With SpaceX, Diamandis sees Elon Musk achieving in 10 years what NASA couldn’t do in 40 – reducing the cost of rocket launches to a fraction of that offered by major competitors, and opening up countless commercial and federal space flight opportunities as a result. Richard Branson has enlisted Burt Ratan to design SpaceShipTwo for Virgin Galactic, which could spearhead an age of suborbital space tourism as early as 2013, creating a new generation of excitable explorers along the way. For his part, Diamandis continues to divide his time between a range of commitments: From the recent announcement of a second $10 million X PRIZE purse for the invention of a Star Trek-style ‘tricorder’ – a handheld device capable of scanning the human body and diagnosing disease – to overseeing the Singularity University, an institution co-founded with friend and fellow futurist Ray Kurzweil, that educates innovators capable of meeting the future head on with its graduate and business courses in the field of emerging technologies.

Diamandis also recently founded a new company, Planetary Resources, aimed at using robots to mine asteroids for fuels and precious metals – a hugely challenging enterprise and one that offers a neat insight into his approach to running projects for which there is no prescribed blueprint. “It’s about finding people who combine the right mix of experience and determination with a desire to jump into the unknown, and finding the right investors to help develop a creative economic engine that you can sustain over decades. Asteroid mining is a big, audacious goal –it’s going to be difficult but not impossible.

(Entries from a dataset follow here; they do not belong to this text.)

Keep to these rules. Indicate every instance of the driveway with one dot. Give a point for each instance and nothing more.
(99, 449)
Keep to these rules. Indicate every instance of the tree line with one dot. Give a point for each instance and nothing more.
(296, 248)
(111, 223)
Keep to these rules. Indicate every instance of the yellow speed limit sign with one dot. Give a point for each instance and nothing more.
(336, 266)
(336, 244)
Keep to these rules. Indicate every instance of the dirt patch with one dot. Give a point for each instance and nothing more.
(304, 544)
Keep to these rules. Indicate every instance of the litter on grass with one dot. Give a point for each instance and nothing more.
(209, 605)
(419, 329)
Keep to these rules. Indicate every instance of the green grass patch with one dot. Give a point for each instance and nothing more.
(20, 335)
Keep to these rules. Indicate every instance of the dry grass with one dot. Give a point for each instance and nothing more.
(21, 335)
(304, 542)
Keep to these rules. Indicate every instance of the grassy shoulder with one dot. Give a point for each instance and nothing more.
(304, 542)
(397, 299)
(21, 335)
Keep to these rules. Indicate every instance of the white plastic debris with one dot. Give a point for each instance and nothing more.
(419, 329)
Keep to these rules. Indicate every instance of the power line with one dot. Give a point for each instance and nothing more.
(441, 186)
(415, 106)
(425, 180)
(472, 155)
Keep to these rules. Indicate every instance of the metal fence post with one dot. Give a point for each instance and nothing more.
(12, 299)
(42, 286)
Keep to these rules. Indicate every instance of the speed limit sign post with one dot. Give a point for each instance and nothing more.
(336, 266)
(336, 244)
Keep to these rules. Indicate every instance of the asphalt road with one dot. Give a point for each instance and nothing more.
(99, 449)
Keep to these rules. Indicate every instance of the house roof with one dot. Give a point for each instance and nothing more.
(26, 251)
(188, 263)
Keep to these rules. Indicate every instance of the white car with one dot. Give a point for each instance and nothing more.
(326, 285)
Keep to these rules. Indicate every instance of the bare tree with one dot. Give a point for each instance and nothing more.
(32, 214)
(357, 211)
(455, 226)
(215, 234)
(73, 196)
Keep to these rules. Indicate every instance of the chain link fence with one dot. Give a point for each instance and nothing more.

We humans typically do these things: Look at modern deep-water drilling operations, which invest between five and 50 billion dollars each setting up robot cities on the ocean floor, and which would have seemed impossible not long ago. The same is true of space: It’s about making the impossible possible, about realizing that we can achieve pretty much anything we set our minds to once we bring the right people, technology, and capital to bear.”